Norm had been a hair's breadth away from landing a big publishing contract with FSG for his powerful memoir of diabetes and heroin addiction, Junk Sick: Confessions of an Uncontrolled Diabetic, which had been about 25 years in the works. Just before the paperwork went through, the economic downturn shook up the market, and his editor got canned. She recommended he wait until she landed somewhere else, and publish with her there, but Norm just couldn't wait any longer. After a quarter of a century of masochistic labor, he wanted his words out in the world.
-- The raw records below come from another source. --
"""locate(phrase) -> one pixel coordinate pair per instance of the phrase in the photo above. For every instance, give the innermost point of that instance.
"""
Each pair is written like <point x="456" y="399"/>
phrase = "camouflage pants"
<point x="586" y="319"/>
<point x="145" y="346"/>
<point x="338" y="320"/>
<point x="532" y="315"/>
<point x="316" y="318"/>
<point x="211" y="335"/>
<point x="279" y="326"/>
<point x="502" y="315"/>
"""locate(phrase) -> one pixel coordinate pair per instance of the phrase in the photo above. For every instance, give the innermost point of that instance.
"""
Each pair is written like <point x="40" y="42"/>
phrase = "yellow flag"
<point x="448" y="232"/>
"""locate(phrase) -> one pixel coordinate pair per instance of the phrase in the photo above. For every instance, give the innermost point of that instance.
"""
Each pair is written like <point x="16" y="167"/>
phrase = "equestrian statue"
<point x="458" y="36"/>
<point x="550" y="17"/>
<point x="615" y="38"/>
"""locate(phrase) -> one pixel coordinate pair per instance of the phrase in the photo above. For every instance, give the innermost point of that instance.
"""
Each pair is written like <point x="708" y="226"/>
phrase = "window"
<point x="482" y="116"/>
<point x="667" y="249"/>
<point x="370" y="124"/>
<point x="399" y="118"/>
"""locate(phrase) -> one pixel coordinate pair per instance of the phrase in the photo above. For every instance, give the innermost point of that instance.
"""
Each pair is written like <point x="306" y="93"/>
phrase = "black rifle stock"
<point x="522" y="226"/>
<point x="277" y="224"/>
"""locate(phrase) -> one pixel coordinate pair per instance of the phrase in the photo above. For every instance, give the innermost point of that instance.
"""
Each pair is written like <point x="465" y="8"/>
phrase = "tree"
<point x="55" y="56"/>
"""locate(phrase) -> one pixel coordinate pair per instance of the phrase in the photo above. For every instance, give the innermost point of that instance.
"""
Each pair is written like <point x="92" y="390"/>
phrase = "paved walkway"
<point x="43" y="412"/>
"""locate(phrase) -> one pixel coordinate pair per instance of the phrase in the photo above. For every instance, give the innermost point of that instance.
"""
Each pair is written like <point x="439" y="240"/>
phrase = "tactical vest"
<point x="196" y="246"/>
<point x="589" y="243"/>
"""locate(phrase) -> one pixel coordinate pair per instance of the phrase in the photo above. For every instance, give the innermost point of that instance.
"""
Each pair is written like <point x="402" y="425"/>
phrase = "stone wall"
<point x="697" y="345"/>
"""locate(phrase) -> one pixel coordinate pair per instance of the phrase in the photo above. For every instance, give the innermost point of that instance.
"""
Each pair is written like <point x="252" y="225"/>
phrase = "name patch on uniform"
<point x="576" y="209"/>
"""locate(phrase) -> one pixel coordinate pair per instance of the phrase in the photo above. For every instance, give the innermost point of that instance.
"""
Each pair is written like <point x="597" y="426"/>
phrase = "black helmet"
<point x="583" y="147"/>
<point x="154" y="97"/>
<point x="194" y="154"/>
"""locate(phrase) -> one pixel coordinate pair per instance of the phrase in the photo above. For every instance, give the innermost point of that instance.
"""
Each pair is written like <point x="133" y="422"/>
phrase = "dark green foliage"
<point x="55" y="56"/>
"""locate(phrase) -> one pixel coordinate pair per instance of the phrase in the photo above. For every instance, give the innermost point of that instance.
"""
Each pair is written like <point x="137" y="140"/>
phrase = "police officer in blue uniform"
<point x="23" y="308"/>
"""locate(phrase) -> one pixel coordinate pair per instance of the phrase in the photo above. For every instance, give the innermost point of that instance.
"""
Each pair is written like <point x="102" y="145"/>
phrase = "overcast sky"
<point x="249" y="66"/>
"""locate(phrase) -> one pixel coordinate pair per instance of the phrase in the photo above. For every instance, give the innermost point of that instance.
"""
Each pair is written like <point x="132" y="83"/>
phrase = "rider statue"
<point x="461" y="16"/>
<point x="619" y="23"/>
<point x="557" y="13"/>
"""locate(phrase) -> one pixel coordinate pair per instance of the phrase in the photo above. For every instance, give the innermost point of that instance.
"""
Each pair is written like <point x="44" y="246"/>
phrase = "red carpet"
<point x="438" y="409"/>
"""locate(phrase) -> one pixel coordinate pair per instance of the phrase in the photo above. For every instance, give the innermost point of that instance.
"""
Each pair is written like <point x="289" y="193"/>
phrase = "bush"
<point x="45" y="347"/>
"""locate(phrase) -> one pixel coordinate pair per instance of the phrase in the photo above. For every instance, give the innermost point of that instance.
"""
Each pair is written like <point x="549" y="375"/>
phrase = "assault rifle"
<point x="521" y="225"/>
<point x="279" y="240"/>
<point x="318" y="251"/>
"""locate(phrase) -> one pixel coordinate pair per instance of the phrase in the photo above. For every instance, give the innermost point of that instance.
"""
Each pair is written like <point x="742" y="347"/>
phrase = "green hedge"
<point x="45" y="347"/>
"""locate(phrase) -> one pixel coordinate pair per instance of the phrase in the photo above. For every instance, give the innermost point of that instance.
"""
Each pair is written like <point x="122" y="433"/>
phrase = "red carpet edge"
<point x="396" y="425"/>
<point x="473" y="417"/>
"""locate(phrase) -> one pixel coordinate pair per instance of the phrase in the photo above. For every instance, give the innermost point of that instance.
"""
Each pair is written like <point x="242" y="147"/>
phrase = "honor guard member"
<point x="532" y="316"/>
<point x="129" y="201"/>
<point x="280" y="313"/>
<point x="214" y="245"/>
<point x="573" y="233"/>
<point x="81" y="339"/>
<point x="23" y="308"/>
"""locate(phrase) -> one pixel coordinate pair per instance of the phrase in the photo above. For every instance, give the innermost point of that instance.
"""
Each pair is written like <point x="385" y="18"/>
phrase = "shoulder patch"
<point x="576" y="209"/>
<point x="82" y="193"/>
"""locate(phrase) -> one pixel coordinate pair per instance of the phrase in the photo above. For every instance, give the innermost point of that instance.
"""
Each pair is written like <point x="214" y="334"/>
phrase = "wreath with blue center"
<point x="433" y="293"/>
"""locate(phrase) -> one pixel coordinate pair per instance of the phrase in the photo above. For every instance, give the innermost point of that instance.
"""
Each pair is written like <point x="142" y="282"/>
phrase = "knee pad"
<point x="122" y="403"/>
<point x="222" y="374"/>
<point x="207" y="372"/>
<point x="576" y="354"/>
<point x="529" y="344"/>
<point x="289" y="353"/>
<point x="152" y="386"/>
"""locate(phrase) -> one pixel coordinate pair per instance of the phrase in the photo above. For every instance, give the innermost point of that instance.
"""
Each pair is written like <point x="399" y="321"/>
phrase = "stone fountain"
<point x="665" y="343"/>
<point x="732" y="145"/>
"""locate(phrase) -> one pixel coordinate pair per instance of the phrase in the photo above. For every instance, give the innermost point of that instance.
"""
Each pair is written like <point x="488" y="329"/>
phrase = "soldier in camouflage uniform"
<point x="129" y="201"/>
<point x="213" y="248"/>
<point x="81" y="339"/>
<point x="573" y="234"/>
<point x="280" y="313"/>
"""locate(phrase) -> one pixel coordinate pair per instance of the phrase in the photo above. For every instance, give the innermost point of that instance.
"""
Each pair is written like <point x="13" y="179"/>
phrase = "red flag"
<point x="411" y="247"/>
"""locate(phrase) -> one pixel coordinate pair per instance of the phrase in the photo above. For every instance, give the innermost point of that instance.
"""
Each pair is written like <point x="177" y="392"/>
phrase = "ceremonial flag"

Despite my frequent championing of participatory culture, I have to admit I was a little skeptical about self-publishing on a site like SmashWords. I've been more successfully brainwashed by the traditional cultural gatekeepers than I like to admit, and for me (an aspiring book author myself), the concept was tainted with the odor of "vanity publishing" -- narcissistic, self-deluded, amateurish, delusional, desperate, etc. After all, FSG is the top of the heap publishingwise, and SmashWords just seemed to be such a tragic fall from grace.
But the more I thought about it, the more I realized what a ridiculous point of view that is. I've read drafts of Norm's book, as well as other work of his, and I know that his story is one that needs to be told, and that his style is one that needs to be read. His book is deep, powerful, painful -- in a word, human. If the traditional publishing industry is so dysfunctional they can't serve as a conduit for writers of Norm's caliber to reach potential readers, then maybe we readers and authors should let them die -- and switch our focus to publishers like SmashWords. Don't get me wrong -- I love the stuff that FSG puts out, from their cover designs to their content. It's just that, knowing the specifics of this case, I can imagine all the other innovative and valuable books they and the other publishing houses are failing to put out.
I'd never purchased a book on SmashWords before, but I just bought Junk Sick. It only costs $2.99, and for that price, I can read it in every imaginable digital format, from HTML to PDF to EPUB. And it's DRM-free, so I won't have the amazingly frustrating experience of being locked out of my own library by a stupid robot, which ended my brief sojourn into ebook-purchasing a few years back.
If you're at all interested in the psychological and social dimensions of diabetes, addiction, writing, sex, music, loneliness, pain, friendship, art, introspection, exhibitionism, love and fear, you should seriously consider buying this book. SmashWords will even let you read the first 35% of it for free. Or you could read an interview with Norm at the SmashWords blog, which will give you a pretty good sense of his character, his story, and his relationship to language.
Norm also publishes his own blog, which is basically fragments of his new book-in-progress, posted as he writes them. It's called The Savage Diabetic.